Il ritorno del dragone. Una mossa attesa, ma imprevista per i tempi in cui si è realizzata. Pochi minuti dopo il giuramento di Joe Biden, Pechino ha emesso una serie di ordini restrittivi nei confronti di alcuni funzionari e membri dell’amministrazione americana uscente. Tra i nomi più pesanti c’è quello dell’ex Segretario di Stato; Mike Pompeo. Le sanzioni sono estese anche alle famiglie delle personalità colpite e prevedono il divieto di ingresso di quest’ultimi in Cina, a Hong Kong e a Macao. Inoltre, alle aziende vicine a questi funzionari o nelle quali sono coinvolti, sarà vietata la possibilità di stringere affari con le aziende cinesi. In totale sono ventotto le persone colpite dalla sanzione, colpevoli di aver “violato gravemente” la sovranità cinese.
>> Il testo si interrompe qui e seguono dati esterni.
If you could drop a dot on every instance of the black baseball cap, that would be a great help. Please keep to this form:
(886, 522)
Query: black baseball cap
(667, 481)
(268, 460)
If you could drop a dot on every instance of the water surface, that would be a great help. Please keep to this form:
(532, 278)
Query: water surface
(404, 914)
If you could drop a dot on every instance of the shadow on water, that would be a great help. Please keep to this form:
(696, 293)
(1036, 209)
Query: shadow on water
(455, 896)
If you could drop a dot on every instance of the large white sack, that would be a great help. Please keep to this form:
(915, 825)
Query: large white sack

Alcuni di loro, oltre a Pompe, sono espressamente nominati: l’ex ambasciatrice americana alle Nazioni Unite, Kelly Craft, l’ex consigliere e stratega di Trump, Steve Bannon, l’ex consigliere per la sicurezza nazionale, Robert O’Brien, e il suo vice durante il mandato di Trump, Matthew Pottinger. Naturalmente, Pechino ha fornito anche le motivazioni: “negli ultimi anni alcuni politici statunitensi anti-Cina hanno pianificato, promosso e portato avanti una serie di mosse folli che hanno interferito in maniera profonda negli affari interni, danneggiato gli interessi della Cina, offeso i cittadini cinesi e rovinato gravemente il rapporto tra Cina e Stati Uniti”.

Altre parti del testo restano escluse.